Pruning Fruit Trees
My neighbors have several apple trees and a pear tree. Every year they set a ton of fruit, but it's usually pretty small. I don't think the trees have been pruned for a long time.
Brad Bergefurd is an extension horticulture educator at Ohio State University. He says harvesting quality tree fruit depends a lot on how you harvest sunlight. Late winter is the best time to take a step back, look at the tree, and make some pruning decisions.
"Look wherever the sunlight may not be penetrating down into that canopy of that tree. That's usually where we run into the most problems," says Bergefurd. "The whole canopy gets too thick and the sunlight does not get to the center of the tree, therefore our fruit production is reduced, the blooms are reduced, and basically it turns into a shade tree and that is not what we want for our tree fruit production."
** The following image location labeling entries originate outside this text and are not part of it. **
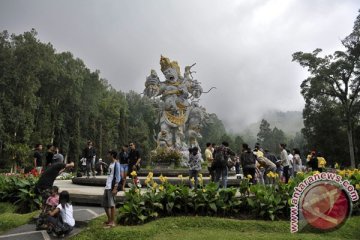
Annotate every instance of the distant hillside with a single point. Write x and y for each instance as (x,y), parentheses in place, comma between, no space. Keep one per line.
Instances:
(290,122)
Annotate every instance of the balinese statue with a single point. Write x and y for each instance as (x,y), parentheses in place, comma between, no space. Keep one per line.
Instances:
(180,117)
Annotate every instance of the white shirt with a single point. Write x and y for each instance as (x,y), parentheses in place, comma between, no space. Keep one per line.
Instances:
(110,176)
(290,158)
(297,163)
(67,214)
(284,158)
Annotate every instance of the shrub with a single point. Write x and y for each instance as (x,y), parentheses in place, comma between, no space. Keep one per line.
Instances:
(20,190)
(271,202)
(165,156)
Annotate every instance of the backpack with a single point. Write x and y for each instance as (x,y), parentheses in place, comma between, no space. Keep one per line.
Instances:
(248,159)
(119,188)
(219,157)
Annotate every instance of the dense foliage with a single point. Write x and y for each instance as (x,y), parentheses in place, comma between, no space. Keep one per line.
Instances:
(19,189)
(332,96)
(270,202)
(49,97)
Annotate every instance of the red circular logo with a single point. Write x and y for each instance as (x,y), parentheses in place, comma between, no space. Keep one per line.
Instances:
(325,206)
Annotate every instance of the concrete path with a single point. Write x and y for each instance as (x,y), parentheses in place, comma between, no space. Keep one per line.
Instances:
(82,215)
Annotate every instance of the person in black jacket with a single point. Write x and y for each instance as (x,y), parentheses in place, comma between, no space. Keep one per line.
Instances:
(90,154)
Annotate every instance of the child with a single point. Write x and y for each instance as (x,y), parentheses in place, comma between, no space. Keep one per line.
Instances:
(61,220)
(53,200)
(50,204)
(194,166)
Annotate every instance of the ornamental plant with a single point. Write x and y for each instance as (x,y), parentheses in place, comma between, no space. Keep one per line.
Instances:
(19,189)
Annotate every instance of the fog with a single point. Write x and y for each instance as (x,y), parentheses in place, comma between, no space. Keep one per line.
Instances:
(243,48)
Bergefurd says a common mistake he notices is that growers don't make pruning cuts early enough in the young stage of that tree's growth.
As soon as the tree is in the ground, he recommends a heading cut to establish the canopy system. Lateral cuts will remove any damaged limbs. In the following years, you'll make thinning cuts.
"Thinning cuts involve removing entire limbs that maybe are rubbing against each other, that are competing with other limbs," he says. "The whole thing we're trying to do with a thinning cut is trying to open up that canopy for better sunlight penetration, better wind penetration, better spray penetration, and just to maintain the overall fruitfulness of the canopy's interior."
You'll remove limbs that are productive. But Bergefurd says trees that aren't pruned can over-produce, and you'll end up with a lot of small, non-marketable fruit. Do most of the pruning in the top of the tree so most of the lower branches are exposed to sunlight.